The revocation of the edict of Nantes in October 1685, and the consequent migration of a large number of industrious French Protestants, caused a considerable growth in the east end of London The silk manufactories at Spitafields were then established.

During the short reign of James II. the fortunes of the city were at their lowest and nowhere was the arrival of the prince of Orange more welcomed. One of the first acts of James was to cause an indictment for high treason to be prepared against Alderman Cornish, who had been a zealous supporter of the Exclusion Bill. Sir John Eyles, who had never been sheriff nor was even a freeman of the city, was appointed lord mayor by the king in 1688 in succession to Sir John Shorter. When James found the danger of his position, and learned that William had landed, he sent for the mayor and aldermen and informed them of his determination to restore the city charter and privileges.

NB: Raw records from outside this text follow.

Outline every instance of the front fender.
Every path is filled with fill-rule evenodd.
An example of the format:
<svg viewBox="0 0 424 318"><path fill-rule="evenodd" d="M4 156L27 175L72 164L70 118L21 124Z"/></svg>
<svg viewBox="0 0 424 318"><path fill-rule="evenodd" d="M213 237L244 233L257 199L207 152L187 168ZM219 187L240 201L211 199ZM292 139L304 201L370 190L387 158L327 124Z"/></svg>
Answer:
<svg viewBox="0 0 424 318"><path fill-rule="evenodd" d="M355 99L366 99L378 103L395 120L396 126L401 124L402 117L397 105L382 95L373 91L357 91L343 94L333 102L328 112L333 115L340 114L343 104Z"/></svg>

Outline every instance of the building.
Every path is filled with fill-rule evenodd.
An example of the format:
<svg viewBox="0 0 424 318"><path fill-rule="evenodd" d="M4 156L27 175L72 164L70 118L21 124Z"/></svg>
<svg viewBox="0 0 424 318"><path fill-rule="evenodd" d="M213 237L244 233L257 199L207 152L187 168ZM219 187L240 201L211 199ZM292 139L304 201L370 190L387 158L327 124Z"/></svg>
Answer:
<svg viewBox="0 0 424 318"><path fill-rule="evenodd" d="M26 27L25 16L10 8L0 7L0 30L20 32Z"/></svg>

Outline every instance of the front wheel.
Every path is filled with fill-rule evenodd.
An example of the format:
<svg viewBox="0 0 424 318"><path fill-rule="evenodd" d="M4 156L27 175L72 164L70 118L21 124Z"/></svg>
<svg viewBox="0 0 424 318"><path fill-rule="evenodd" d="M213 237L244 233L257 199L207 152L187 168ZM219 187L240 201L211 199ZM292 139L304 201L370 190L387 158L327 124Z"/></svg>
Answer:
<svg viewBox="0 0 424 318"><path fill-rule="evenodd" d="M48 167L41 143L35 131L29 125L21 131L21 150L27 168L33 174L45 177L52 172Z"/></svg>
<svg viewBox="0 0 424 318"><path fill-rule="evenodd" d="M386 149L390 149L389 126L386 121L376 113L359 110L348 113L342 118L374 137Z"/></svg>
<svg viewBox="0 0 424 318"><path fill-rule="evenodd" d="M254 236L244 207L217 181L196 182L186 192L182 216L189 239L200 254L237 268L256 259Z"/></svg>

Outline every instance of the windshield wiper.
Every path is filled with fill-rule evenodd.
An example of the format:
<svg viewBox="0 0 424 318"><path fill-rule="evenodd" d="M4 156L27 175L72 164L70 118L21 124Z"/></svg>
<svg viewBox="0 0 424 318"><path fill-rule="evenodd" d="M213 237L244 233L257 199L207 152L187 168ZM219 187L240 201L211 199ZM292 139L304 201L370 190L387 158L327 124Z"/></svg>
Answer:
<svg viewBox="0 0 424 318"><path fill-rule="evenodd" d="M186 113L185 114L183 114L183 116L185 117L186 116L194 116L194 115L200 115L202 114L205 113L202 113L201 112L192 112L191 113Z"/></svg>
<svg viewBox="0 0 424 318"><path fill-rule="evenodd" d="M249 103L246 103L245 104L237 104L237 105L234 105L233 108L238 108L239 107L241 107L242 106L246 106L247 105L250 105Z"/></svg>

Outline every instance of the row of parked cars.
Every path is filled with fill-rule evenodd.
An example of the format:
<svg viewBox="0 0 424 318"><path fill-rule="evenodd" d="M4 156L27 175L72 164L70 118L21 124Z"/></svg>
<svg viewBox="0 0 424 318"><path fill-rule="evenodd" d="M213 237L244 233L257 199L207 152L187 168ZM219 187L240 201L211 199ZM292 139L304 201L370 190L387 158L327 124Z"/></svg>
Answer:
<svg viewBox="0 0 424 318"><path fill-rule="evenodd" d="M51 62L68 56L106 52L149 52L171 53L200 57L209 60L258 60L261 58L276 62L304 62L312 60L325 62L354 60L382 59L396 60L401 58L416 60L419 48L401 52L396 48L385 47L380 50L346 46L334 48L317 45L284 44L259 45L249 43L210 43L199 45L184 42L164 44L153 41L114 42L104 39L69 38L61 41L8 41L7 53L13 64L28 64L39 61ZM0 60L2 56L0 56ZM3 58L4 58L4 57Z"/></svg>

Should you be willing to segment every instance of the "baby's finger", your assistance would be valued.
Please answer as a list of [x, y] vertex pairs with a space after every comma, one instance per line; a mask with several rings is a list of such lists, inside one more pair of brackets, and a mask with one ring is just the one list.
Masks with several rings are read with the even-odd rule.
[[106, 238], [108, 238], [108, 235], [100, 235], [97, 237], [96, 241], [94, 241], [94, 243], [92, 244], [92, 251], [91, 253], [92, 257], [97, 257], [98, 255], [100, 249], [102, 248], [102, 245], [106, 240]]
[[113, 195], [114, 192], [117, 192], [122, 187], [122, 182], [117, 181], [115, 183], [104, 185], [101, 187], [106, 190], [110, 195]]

William III cared little for London, the smoke of which gave him asthma, and when a great part of Whitehall was burnt in 1691 he purchased Nottingham House and made it into Kensington Palace. For convenience of communication with London he had a broad made through Hyde Park, which was lighted by lanterns at night. Kensington was then as insignificant village, but the arrival of the court soon caused it to grow in importance.

Although the spiritual wants of the city were amply provided for by the churches built by Sir Christopher Wren, the large districts outside the City and its liberties had been greatly neglected. The Act passed in the reign of Queen Anne for building fifty new churches (1710) not only helped to supply this want, but also gave a special architectural character to the suburbs.